Ms Beohm had just turned 21 in 2008, when she became the sixth person in the world to contract what has been described as one of the most virulent viruses known to science while working as a senior nurse at the Redlands Veterinary Clinic near Brisbane.

The following 34 days were a fight for life, and although she survived, Ms Beohm's life has never been the same.

This is the story she will share with the Gympie audience.

Her friend and colleague, vet Ben Cunneen, died of hendra in the same outbreak.

Ms Beohm was working with Cunneen and other staff at the Redland's clinic when a horse (Truly Gifted) fell violently ill.

Other horses also quickly started presenting with neurological disorders.

The clinic was closed and quarantined, and the horses subsequently tested positive for hendra.

Hendra is a zoonotic disease, meaning it is able to move from animals to humans.

It was first discovered in the Brisbane suburb of Hendra in 1994, when it claimed the life of 13 horses and trainer Vic rail.

The evidence to-date shows hendra can be transmitted from flying fox to horse, from horse to horse and from horse to human.

In 2011, a dog tested positive to the virus for the first time but researchers are still trying to determine how it affects dogs and whether they can transmit it to humans.

Other species may be susceptible as well.

It causes a range of symptoms in horses; they are typically fast acting and death comes rapidly from respiratory or neurological symptoms.

Of horses infected, 75% die as a result of the virus.

Horses found to have hendra are typically killed to minimise spread of the virus.

While the transfer of the virus from horses to humans is rare, four of the seven human cases since 1994 have resulted in death.

A vaccine for the virus has been developed but it is not cheap and many horses remain unvaccinated.
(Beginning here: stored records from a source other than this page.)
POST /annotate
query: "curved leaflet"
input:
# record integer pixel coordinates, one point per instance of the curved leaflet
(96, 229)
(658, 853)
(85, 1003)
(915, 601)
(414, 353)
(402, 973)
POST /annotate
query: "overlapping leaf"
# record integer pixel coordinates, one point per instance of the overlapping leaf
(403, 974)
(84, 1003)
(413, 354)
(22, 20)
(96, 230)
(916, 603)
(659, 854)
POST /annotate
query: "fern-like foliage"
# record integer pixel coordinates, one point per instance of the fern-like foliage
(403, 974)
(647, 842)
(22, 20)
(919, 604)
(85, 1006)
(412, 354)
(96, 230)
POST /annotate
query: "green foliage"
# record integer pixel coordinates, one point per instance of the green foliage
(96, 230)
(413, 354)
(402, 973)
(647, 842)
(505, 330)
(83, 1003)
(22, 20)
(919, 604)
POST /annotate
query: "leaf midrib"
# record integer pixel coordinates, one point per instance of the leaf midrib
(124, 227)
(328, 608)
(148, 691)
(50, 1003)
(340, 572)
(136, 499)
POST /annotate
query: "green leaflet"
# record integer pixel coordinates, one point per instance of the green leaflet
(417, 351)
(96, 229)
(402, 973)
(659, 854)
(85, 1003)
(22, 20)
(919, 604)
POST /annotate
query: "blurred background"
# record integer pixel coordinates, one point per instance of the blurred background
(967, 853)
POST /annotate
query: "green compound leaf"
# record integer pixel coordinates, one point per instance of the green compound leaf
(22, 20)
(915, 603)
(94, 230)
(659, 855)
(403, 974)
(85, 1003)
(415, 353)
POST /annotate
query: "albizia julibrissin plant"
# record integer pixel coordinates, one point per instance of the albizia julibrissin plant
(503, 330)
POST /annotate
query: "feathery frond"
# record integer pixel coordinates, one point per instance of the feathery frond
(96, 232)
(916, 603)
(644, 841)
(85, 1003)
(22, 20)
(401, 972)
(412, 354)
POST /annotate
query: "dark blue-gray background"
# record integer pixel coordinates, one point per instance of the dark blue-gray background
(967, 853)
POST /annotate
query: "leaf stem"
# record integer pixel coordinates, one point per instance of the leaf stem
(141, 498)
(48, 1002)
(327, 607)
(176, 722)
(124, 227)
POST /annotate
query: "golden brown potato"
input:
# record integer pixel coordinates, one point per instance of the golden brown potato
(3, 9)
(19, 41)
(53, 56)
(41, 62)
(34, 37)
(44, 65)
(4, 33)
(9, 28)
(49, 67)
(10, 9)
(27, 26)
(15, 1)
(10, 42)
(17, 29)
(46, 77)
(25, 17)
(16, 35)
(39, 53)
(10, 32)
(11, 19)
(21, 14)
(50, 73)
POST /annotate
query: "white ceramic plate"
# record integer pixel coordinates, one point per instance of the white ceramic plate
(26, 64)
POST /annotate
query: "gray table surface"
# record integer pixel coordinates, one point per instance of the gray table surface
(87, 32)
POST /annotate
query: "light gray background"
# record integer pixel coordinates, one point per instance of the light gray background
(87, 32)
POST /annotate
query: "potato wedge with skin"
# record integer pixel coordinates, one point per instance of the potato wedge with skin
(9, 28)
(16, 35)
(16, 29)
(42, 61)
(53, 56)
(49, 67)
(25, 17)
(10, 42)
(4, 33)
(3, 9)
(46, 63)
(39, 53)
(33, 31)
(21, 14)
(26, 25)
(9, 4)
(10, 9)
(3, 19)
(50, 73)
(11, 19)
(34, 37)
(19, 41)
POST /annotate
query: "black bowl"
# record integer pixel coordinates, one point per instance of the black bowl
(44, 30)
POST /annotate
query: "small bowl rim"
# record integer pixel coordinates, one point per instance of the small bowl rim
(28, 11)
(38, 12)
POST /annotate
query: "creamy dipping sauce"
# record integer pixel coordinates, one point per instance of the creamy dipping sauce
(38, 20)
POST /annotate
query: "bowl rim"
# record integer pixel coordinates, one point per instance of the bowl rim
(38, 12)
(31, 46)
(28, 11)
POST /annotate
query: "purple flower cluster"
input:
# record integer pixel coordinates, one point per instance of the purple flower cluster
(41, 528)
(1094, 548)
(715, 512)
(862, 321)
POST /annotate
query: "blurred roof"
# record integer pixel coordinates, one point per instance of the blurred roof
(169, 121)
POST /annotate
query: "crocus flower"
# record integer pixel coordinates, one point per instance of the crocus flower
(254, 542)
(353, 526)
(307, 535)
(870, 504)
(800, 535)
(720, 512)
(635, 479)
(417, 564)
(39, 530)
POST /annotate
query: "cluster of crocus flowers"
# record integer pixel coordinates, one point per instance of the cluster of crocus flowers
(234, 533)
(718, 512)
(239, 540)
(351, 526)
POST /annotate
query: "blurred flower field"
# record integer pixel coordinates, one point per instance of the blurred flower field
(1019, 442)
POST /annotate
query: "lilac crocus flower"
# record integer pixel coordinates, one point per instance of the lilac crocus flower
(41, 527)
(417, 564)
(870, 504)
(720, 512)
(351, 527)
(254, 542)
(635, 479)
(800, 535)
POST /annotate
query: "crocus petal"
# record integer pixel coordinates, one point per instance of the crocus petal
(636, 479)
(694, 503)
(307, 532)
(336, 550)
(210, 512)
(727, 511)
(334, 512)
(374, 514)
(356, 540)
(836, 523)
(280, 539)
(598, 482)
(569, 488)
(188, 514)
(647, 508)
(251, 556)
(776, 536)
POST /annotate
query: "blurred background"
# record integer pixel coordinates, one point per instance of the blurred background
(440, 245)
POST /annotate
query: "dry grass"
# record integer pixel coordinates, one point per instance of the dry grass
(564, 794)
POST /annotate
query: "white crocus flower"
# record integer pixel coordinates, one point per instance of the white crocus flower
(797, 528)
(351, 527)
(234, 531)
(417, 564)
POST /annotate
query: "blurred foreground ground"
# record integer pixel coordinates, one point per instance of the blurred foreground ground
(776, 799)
Legal and Workplace Health and Safety implications now mean vets may be forced to refuse to see horses that fall ill in the Gympie region if they have not been vaccinated against hendra (close direct contact is needed for transmission to occur).

Hendra has been found in Bundaberg, Tewantin, Beaudesert, Boonah, Park Ridge, Kuranda, Hervey Bay, Boondall, Logan Reserve, Chinchilla, Cairns, Rockhampton, Mackay and the Gold Coast.

Inquiries about the information evening to Dr Schooth at 5482 2488.



HENDRA virus symptoms in horses typically include:

n a sudden fever;

laboured breathing;

n frothy or blood-stained nasal discharge; and

neurological changes such as loss of vision, muscle twitching or loss of balance.


SYMPTOMS in humans include:

n a flu-like illness that can develop into pneumonia or encephalitis.